By analyzing existing cross correlation between Profunds Large Cap Growth and Calvert International Opportunities, you can compare the effects of market volatilities on Profunds-large Cap and Calvert International and check how they will diversify away market risk if combined in the same portfolio for a given time horizon. You can also utilize pair trading strategies of matching a long position in Profunds-large Cap with a short position of Calvert International. Check out your portfolio center. Please also check ongoing floating volatility patterns of Profunds-large Cap and Calvert International.

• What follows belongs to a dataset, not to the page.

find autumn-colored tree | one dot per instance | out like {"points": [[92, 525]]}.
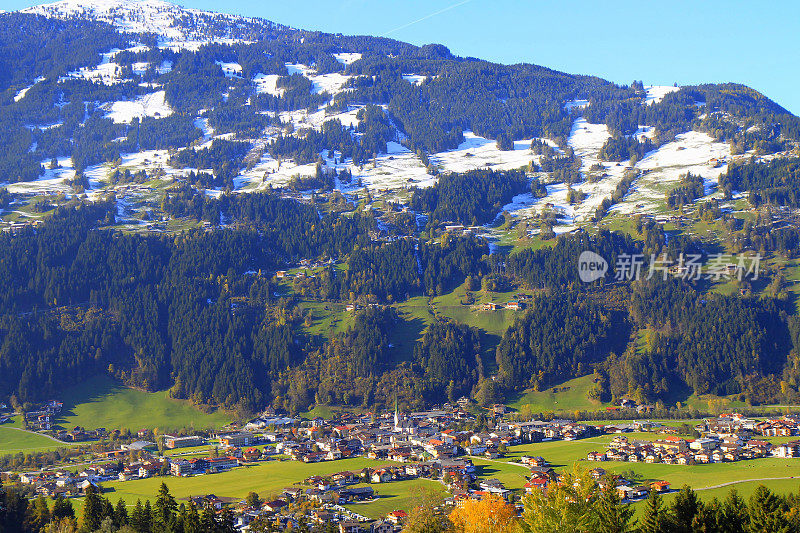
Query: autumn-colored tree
{"points": [[491, 514], [566, 506]]}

Diversification Opportunities for Profunds-large Cap and Calvert International
0.69 | Correlation Coefficient |
Poor diversification
The 3 months correlation between Profunds-large and Calvert is 0.69. Overlapping area represents the amount of risk that can be diversified away by holding Profunds Large Cap Growth and Calvert International Opportun in the same portfolio, assuming nothing else is changed. The correlation between historical prices or returns on Calvert International and Profunds-large Cap is a relative statistical measure of the degree to which these equity instruments tend to move together. The correlation coefficient measures the extent to which returns on Profunds Large Cap Growth are associated (or correlated) with Calvert International. Values of the correlation coefficient range from -1 to +1, where. The correlation of zero (0) is possible when the price movement of Calvert International has no effect on the direction of Profunds-large Cap i.e., Profunds-large Cap and Calvert International go up and down completely randomly.
Pair Corralation between Profunds-large Cap and Calvert International
Assuming the 90 days horizon Profunds Large Cap Growth is expected to generate 1.13 times more return on investment than Calvert International. However, Profunds-large Cap is 1.13 times more volatile than Calvert International Opportunities. It trades about 0.26 of its potential returns per unit of risk. Calvert International Opportunities is currently generating about 0.09 per unit of risk. If you would invest 3,505 in Profunds Large Cap Growth on May 22, 2025 and sell it today you would earn a total of 439.00 from holding Profunds Large Cap Growth or generate 12.52% return on investment over 90 days.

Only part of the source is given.